The lawsuit alleges: “OpenAI Inc has been transformed into a closed-source, de facto subsidiary of the largest technology company in the world: Microsoft. Under its new board, it is not just developing but is actually refining an AGI to maximise profits for Microsoft, rather than for the benefit of humanity.”

The legal action follows a report by the Wall Street Journal, explaining that US regulators had initiated an investigation into the creator of ChatGPT. This investigation centred around allegations of potential investor deception, prompted by internal conflicts within OpenAI’s boardroom in November 2023.

Altman was abruptly removed from the board of OpenAI, only to be reinstated as the leader shortly thereafter, with the board citing Altman’s alleged lack of transparency in his communications as the reason for their loss of confidence in his leadership.

During the disagreement, Microsoft became increasingly involved, stating that it would offer to take on any staff that quit the AI technology company.

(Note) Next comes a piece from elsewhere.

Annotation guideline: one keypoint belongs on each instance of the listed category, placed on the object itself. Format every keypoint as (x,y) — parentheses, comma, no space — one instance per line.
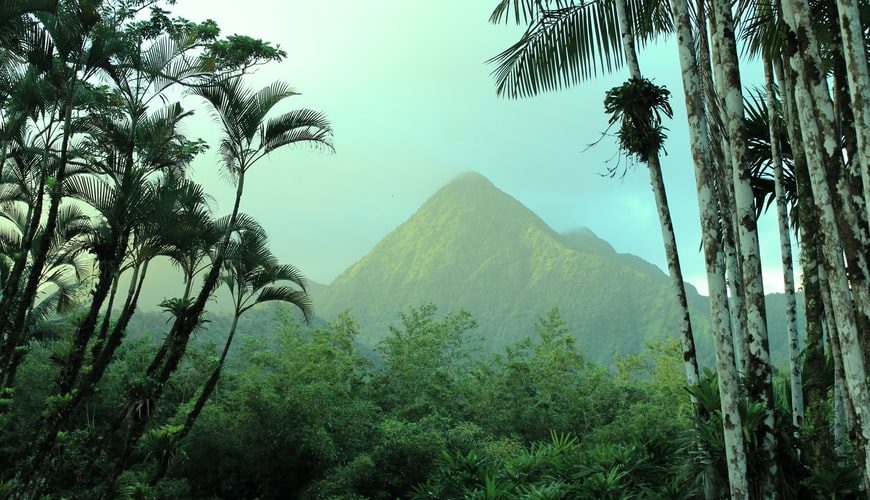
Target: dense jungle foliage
(313,418)
(94,95)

Microsoft initially provided $1bn in support to OpenAI in 2019, shortly after the AI company, previously operating as a non-profit, introduced a “capped profit” structure to facilitate investment. This partnership expanded into a multi-year, multi-billion-dollar collaboration in January 2023.

Musk, who distanced himself from OpenAI in 2018, has expressed concern that Microsoft’s association with the company aims to develop AGI, a concept he has long opposed due to its perceived risk to humanity, saying that it poses “a grave threat to humanity”.

Despite the lawsuit, experts have said that Musk’s argument lacks persuasiveness, and they doubt any significant outcome will arise from it. The billionaire is also set to ask for his money back, from his initial investment, which is also unlikely to happen.

However, the partnership between OpenAI and Microsoft is now being examined by UK, EU and US regulators.